Julien Temple’s year 2000 Sex Pistols documentary The Filth & The Fury is artistically notable in that it refuses to show the band members in present day, cloaking their physical wear and tear in literal shadows and only allowing the Pistols to be seen via 1970s news footage and home movies. Gorman Bechard goes a few steps further with his Replacements narrative Color Me Obsessed—the old bird doesn’t show any photos or movies of the band at all (save the final frames of the movie). Bechard also doesn’t use any of the Replacements’ music, instead allowing the entire story of these ramshackle indie rock pioneers to be told via the talking heads of fans and friends. It’s an odd gambit but one fitting of the Mats who are, in fact, one of the last rock groups to have a legend cushioned by endless too-good-to-be-true second hand anecdotes that remain unverifiable thanks to their existence in a pre-Internet age.

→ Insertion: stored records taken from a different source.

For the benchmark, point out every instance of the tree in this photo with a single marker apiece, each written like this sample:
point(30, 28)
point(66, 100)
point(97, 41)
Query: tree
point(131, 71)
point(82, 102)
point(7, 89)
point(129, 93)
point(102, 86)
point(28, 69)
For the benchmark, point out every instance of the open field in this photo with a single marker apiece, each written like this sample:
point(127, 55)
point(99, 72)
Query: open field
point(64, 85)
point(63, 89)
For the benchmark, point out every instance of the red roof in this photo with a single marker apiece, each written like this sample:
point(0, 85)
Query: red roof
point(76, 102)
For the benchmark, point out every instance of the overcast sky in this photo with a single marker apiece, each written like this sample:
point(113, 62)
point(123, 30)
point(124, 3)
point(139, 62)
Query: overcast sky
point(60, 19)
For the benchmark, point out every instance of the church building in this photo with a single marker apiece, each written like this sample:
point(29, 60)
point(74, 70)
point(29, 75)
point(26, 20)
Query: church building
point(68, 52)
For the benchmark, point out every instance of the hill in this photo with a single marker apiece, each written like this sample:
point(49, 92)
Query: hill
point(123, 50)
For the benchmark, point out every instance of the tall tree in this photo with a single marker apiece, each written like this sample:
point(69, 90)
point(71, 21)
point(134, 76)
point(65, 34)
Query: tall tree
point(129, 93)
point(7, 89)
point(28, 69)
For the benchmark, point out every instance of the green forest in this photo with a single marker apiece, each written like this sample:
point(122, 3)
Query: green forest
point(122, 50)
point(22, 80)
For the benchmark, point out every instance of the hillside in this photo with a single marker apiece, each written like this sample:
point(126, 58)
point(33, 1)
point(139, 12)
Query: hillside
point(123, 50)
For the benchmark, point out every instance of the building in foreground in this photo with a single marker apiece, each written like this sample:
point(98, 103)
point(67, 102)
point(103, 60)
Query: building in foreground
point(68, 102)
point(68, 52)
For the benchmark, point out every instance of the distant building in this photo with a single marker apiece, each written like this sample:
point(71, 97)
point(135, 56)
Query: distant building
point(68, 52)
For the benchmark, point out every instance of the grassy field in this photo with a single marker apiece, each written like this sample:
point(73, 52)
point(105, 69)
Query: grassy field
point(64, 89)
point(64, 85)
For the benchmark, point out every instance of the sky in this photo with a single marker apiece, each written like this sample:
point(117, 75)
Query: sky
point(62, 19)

Yes, upon the release of their landmark third album Let It Be, the Replacements attempted to erase their first two albums from history by throwing what they thought were the master tapes of those records into the Mississippi River. No, humble guitarist Bob Stinson did not tell his future wife Carleen about his successful underground rock group, introducing himself to her as a mere pizza cook. Yes, Tupac Shakur was horrified when Tom Arnold told him the Replacements had been banned from “Saturday Night Live” for defecating in a cooler backstage and sending it to the first floor of 30 Rockefeller Center. No, no one can agree which Replacements album sucks more, Don’t Tell a Soul or All Shook Down. Yes, Matt Pinfield is as annoying as you remember him.

It’s hard to say how effective or captivating Color Me Obsessed would be to the strange alien who’d never heard a lick of Replacements music. There is certainly a linear tale here, no different than if a group of bar flies were piecing together a tall tale for you, and the emotion behind the testimonials will surely pique some virgin’s interest in tracking down a worn vinyl copy of Hootenanny. For those of us already enraptured by the tough but tender “aw shucks” songwriting of Westerberg and Co. this doc is required viewing, if only for reassurance that their are plenty of other schlubby white folks out there still gritting their teeth to “Hayday” and “Bastards of Young.”

FINAL SCORE: Three raspy former MTV veejays (out of four).